Kelp burning is not a fragrant occupation, and its manufacture is not specially attractive.

I think Galway is a very prosperous thriving town. I went to the bathing place of Salt Hill, a long suburb of pretty cottages, mostly to be let furnished to sea bathers. I should have gone on to Cushla Bay and to the islands of Arran, but I did not. I looked round me and returned to Galway.

There is difference perceptible to me, but hardly describable between the Galway men and the rest of the West. The expression of face among the Donegal peasantry is a patience that waits. The Mayo men seem dispirited as the Leitrim men also do, but are capable of flashing up into desperation. The Galway men seem never to have been tamed. The ferocious O'Flaherties, the fierce tribes of Galway, the dark Spanish blood, have all left their marks on and bequeathed their spirit to the men of Galway. I met one or two who, like some of the Puritans, believed that killing was not murder, who urged that if the law would not deter great men from wrong-doing it should not protect them.

When trade revives and prosperity dawns upon the West the fierce blood, like the Norman blood elsewhere, will go out in enterprise and spend itself in improvements.

Land was pointed out to me in Galway for which L4 an acre was paid by village people to plant potatoes in. This is called conacre. In going through Galway City, even in the suburbs, I did not see great appealing poverty such as I saw elsewhere. There was the bustle of work and the independence of work everywhere, but in the country, there seems poverty mixed with the fierce impatience of seeing no better way to mend matters. I heard of evictions having taken place here and there, but saw none.

LII.

THE LAKES OF KILLARNEY.

There is a good deal of disturbance about Limerick, according to the papers. A traveller would never discover it. It does not appear on the surface.
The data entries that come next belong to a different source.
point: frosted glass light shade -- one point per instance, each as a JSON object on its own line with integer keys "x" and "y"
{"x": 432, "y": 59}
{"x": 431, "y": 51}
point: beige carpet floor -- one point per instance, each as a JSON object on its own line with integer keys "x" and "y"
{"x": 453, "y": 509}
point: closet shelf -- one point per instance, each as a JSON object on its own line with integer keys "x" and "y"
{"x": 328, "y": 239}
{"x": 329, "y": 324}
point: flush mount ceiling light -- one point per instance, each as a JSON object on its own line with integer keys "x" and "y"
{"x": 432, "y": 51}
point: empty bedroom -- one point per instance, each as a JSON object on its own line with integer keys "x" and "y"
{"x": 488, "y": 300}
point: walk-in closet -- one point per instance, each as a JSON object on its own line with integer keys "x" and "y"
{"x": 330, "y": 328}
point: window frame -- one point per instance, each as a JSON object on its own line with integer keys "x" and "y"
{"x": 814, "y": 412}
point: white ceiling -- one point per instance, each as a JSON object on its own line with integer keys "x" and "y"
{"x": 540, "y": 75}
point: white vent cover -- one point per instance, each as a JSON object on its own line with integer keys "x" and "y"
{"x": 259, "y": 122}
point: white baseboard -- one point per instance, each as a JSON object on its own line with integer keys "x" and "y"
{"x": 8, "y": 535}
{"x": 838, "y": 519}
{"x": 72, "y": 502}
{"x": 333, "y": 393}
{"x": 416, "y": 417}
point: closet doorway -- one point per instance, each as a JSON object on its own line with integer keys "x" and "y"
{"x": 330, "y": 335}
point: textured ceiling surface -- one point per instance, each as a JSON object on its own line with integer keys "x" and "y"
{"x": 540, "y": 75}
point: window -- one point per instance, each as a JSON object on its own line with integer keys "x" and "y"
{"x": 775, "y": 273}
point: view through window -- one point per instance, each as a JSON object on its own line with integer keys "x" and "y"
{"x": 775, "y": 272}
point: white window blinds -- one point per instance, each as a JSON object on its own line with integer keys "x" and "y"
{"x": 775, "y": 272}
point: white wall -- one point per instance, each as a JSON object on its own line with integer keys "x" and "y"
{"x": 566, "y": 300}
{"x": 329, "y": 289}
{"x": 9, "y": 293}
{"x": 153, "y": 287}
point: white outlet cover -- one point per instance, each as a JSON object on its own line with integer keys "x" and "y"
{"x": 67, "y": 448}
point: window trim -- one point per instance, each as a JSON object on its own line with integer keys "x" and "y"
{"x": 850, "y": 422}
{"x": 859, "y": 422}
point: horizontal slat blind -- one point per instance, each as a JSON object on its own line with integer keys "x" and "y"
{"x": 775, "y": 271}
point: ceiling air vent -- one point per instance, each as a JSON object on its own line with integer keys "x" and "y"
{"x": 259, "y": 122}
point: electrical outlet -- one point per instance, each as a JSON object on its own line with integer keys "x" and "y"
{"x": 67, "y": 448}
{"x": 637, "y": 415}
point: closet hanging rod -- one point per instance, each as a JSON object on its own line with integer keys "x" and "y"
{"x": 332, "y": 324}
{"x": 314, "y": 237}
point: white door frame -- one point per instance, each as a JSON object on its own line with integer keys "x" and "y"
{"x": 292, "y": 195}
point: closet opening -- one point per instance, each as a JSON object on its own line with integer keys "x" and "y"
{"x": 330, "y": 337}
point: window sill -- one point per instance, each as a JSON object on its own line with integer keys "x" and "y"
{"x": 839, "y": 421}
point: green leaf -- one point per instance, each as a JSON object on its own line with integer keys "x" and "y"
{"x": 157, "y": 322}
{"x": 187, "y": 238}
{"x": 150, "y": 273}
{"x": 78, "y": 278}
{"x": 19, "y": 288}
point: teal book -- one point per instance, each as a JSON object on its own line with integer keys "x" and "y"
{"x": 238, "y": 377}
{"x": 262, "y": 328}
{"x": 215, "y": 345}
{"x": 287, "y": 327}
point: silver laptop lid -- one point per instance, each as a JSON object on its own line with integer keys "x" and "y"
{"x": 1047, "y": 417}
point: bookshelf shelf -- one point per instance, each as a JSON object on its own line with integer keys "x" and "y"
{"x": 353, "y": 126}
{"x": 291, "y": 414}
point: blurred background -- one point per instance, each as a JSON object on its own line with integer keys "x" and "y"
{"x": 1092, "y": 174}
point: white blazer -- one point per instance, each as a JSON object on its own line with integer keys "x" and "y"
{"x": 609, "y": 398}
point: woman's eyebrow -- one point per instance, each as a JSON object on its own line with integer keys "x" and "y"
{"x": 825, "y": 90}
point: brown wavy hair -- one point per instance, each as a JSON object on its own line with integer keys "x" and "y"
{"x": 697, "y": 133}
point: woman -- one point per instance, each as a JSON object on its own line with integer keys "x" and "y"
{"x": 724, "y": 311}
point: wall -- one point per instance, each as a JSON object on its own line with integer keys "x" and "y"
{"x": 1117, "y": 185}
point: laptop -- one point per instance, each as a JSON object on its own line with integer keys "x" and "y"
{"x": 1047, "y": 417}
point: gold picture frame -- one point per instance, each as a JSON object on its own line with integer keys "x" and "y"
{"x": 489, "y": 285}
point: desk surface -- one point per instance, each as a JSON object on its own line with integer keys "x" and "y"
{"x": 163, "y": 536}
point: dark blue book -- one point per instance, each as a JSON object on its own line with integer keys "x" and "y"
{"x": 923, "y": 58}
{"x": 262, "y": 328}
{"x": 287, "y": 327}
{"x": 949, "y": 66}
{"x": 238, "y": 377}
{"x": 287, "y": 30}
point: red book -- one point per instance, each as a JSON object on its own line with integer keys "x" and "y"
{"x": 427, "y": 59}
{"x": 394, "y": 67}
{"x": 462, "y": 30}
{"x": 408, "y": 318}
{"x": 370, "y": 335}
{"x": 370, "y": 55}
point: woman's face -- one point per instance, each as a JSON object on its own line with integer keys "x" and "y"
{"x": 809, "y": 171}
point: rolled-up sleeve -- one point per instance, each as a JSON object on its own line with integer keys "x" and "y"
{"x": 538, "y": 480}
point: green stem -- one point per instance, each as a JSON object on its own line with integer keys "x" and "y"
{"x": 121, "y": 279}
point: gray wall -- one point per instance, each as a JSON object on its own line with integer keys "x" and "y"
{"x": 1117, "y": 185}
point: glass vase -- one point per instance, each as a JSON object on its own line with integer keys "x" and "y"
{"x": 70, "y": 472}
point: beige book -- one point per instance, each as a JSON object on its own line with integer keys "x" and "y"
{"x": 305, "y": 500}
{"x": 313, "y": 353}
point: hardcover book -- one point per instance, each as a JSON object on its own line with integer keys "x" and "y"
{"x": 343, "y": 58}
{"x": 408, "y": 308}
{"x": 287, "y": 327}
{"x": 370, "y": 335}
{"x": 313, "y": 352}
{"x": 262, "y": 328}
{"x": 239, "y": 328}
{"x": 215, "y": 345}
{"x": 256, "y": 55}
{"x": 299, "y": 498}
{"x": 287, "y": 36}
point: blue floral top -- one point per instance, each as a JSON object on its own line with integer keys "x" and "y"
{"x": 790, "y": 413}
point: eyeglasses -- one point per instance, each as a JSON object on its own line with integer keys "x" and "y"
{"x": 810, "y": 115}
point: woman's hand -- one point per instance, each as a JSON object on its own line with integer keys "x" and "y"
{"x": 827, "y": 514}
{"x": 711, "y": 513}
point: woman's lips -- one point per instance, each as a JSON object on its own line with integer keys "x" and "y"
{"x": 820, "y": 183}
I have been a little here and there in the environs of Limerick, and have seen no sign of any mob or any disturbance. Police go out unexpectedly to do eviction service and it is only known when the report comes in the papers.

I did not hear in Limerick town or county, in any place where I happened to be, of any landlord who had got renown for any special hardness. There was a person boycotted quite near to the city who was getting help from neighboring landowners to gather in his crops. What his offence was I did not learn.

In Limerick I met with an old and very dear friend who gave me a few facts about boycotting as seen in personal experience. An outlying farm was taken by my friend from which a widow lady had been evicted before the present agitation commenced.